In einem ausgewogenen, transparenten Soundkontext agierten – nach nur drei gemeinsamen Proben in Stuttgart – die fünf Musiker ohne merkliche Abstimmungsprobleme mit sichtlicher und hörbarer Begeisterung die Stücke aus der Feder von Gabriel Mbanda. Mit dem ebenfalls in Biberach lebenden Peruaner Cesar Gamero an diversen Perkussions-Instrumenten, dem Ulmer Jazzschlagzeuger Christian Krischkowsky, dem Münchner Trompeter Julian Hesse und dem vielfach preisgekrönten Stuttgarter Martin Sörös am Kawaiflügel hatte Mbanda eine erlesene Auswahl an Musikern zusammengestellt, die bestens harmonierte und keineswegs nur einen Pflichttermin absolvierte.
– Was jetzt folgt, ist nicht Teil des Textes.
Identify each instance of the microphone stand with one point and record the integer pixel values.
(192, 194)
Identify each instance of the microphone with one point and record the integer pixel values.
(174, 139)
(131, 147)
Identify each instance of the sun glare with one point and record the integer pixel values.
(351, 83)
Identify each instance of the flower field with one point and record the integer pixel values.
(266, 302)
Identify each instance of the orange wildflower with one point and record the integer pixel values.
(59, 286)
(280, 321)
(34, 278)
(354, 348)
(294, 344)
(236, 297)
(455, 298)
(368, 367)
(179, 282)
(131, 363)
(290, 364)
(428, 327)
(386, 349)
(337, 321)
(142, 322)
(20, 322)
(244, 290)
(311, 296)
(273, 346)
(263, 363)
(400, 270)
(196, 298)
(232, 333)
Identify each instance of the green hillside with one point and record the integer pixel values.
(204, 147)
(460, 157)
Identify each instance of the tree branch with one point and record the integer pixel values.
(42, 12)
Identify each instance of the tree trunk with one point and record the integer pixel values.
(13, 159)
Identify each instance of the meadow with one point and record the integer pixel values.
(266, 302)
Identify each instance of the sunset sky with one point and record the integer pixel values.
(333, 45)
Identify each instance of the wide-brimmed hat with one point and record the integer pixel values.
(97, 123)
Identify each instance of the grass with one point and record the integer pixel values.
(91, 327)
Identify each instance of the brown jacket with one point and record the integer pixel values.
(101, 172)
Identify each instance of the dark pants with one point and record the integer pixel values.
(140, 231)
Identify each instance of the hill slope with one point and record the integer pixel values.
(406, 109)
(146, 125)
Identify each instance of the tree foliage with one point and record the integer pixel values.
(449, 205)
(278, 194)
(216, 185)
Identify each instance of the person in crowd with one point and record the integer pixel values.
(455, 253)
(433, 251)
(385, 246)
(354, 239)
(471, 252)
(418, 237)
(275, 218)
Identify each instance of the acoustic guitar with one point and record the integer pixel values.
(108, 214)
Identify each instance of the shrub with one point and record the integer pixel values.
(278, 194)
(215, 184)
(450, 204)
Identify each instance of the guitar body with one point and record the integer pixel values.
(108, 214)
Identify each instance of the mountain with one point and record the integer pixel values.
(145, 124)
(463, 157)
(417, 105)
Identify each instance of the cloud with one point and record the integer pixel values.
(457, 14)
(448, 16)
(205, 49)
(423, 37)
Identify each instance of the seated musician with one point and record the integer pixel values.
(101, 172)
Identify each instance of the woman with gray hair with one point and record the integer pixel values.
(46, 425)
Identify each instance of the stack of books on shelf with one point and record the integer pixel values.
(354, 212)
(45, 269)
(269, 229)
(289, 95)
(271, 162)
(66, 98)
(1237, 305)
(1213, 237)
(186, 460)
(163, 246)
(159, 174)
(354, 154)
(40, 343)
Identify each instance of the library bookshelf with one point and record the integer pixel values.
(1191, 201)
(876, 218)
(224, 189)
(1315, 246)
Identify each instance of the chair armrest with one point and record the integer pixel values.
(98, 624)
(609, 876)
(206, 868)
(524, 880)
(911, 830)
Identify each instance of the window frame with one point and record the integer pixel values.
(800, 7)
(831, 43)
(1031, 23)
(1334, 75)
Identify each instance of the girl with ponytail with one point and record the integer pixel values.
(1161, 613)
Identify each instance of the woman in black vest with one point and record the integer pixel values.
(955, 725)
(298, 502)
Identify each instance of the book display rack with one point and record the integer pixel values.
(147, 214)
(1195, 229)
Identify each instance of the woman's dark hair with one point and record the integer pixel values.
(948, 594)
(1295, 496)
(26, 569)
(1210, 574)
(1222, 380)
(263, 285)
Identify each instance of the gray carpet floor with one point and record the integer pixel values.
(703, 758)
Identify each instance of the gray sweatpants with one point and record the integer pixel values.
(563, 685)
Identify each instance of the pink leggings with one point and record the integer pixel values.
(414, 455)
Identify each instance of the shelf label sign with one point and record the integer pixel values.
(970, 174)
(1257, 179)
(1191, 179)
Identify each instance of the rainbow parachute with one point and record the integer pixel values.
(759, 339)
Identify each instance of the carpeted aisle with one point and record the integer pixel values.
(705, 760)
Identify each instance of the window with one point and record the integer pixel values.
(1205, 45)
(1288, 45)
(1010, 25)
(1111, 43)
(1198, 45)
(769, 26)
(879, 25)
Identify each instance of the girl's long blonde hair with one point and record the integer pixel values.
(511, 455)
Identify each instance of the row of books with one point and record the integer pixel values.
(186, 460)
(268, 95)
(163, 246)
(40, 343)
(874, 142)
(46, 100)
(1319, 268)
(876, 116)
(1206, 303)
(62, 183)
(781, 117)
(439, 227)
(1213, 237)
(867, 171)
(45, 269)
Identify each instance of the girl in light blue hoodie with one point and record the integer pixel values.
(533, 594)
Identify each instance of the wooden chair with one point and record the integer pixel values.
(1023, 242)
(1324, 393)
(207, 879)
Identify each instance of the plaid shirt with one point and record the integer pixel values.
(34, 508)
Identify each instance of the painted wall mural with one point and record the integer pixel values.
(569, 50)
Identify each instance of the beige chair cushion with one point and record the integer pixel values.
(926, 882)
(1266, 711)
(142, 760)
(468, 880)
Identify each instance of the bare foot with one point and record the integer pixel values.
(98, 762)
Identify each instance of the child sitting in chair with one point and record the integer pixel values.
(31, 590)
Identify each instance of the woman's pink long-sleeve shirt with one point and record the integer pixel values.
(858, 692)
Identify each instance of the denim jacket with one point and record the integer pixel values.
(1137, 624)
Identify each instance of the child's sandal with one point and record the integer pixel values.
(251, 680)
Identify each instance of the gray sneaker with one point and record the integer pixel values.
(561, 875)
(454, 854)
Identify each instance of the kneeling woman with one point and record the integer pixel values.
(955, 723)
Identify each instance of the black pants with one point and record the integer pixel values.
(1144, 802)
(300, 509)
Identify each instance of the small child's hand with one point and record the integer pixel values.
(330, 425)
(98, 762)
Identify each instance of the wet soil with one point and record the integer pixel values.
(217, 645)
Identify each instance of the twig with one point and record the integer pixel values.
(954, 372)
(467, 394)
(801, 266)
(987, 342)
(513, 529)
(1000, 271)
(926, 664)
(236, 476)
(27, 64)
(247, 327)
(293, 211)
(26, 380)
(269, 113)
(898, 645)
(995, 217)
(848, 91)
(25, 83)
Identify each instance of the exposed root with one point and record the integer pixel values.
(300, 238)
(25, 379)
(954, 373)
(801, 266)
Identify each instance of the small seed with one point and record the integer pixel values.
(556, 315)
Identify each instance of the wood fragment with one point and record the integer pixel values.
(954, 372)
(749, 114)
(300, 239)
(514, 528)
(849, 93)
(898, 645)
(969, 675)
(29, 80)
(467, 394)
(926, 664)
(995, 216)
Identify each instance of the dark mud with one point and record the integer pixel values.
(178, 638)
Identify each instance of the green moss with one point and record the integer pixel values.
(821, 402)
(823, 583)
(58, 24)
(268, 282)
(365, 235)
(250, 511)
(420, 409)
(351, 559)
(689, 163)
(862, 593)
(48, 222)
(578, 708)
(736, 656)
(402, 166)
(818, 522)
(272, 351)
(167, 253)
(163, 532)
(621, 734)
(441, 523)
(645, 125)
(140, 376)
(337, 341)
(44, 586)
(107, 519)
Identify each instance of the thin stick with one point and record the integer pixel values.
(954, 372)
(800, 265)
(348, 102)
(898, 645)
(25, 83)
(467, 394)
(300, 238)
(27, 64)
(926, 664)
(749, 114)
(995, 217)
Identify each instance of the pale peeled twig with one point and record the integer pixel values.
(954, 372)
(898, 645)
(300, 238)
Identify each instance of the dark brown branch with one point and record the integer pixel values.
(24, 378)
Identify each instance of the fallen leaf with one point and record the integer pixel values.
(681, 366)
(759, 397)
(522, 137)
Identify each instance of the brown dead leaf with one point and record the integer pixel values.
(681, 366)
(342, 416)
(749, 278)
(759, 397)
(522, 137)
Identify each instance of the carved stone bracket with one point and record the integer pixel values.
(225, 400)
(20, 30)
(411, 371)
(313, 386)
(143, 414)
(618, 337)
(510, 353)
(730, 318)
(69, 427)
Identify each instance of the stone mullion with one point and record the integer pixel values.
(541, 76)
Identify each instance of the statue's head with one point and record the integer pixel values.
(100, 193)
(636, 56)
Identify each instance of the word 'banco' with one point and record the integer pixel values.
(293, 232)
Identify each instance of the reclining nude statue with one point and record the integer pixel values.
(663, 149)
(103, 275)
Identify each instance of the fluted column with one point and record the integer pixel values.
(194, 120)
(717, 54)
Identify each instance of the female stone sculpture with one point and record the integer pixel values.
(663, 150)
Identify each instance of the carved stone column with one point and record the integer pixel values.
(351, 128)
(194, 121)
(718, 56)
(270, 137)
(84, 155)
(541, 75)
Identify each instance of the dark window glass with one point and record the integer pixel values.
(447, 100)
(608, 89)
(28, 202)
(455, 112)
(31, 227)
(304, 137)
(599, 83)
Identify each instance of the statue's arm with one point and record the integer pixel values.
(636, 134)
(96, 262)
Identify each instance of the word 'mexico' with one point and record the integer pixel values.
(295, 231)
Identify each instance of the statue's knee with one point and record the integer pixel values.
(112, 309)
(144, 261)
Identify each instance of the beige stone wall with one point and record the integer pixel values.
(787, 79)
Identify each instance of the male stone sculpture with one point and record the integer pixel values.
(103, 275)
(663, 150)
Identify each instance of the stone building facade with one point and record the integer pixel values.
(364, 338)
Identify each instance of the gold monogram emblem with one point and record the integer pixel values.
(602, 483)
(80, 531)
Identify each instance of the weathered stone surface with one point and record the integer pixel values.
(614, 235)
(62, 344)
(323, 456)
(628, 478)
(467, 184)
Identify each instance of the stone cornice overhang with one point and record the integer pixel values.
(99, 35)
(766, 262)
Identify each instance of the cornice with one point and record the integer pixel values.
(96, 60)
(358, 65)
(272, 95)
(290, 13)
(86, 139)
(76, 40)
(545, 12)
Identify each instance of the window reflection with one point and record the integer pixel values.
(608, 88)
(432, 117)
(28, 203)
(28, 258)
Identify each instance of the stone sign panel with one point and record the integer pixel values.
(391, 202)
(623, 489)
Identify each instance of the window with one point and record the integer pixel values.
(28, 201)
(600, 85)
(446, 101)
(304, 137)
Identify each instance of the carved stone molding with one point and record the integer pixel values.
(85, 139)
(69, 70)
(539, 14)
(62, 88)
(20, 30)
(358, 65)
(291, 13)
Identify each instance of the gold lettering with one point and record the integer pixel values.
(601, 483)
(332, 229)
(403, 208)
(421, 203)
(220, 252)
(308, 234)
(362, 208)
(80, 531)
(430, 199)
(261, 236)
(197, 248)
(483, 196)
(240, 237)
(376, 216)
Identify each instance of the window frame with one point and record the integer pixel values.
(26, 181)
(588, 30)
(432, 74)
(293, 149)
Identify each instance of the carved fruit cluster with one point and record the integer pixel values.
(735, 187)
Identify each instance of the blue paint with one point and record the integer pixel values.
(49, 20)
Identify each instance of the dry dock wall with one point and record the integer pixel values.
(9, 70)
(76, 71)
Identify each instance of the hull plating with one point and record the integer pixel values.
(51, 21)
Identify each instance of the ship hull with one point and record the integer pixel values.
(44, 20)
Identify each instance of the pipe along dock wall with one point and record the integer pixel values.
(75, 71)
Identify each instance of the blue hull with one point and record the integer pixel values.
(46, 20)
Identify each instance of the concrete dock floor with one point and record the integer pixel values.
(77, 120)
Gegenüber Mbandas aktueller während der Coronazeit entstandenen CD-Produktion „Iwiye“ waren die Livedarbietungen um eigentlich überflüssige Background-Sounds und bloße Klangteppiche entschlackt, ruhten aber dennoch in schwebender Leichtigkeit auf einem tragfähigen Gefüge aus perkussiven, hochenergetischen Stimulanzien der Schlagzeugabteilung und einem dezent mit Effekten angereicherten Wohlfühl-Sound. Iwiye – die Morgenröte – steht, wie der gleichnamige Titelsong, für eine hoffnungsvolle Aufbruchsstimmung, für einen optimistischen, persönlichen Stilmix ohne Berührungsängste und vielleicht auch für neue Hoffnung auf eine Zeit nach Corona.
Die spannende Polarisierung zwischen schlichten, meist pentatonisch oder repetitorisch angelegten, eingängigen Melodien sowie der samtig-einschmeichelnden Stimme Mbandas, griffigen, ostinaten Begleitformeln im E-Bass, einfühlsamen Flügelhornpatterns, brillanten und variantenreichen Klavier-Fill-Ins und einer hochkomplexen Rhythmussektion, die auch in ungeraden Taktarten wie 5/4- oder 7/8-Takten souverän groovte, hauchte den Texten Leben ein, gab ihnen Überzeugungskraft und Tiefe. In seiner Moderation versäumte es Mbanda glücklicherweise nicht, seinen Zuhörern Übersetzungen der Songtexte und weitere Hintergrundinformationen zu liefern.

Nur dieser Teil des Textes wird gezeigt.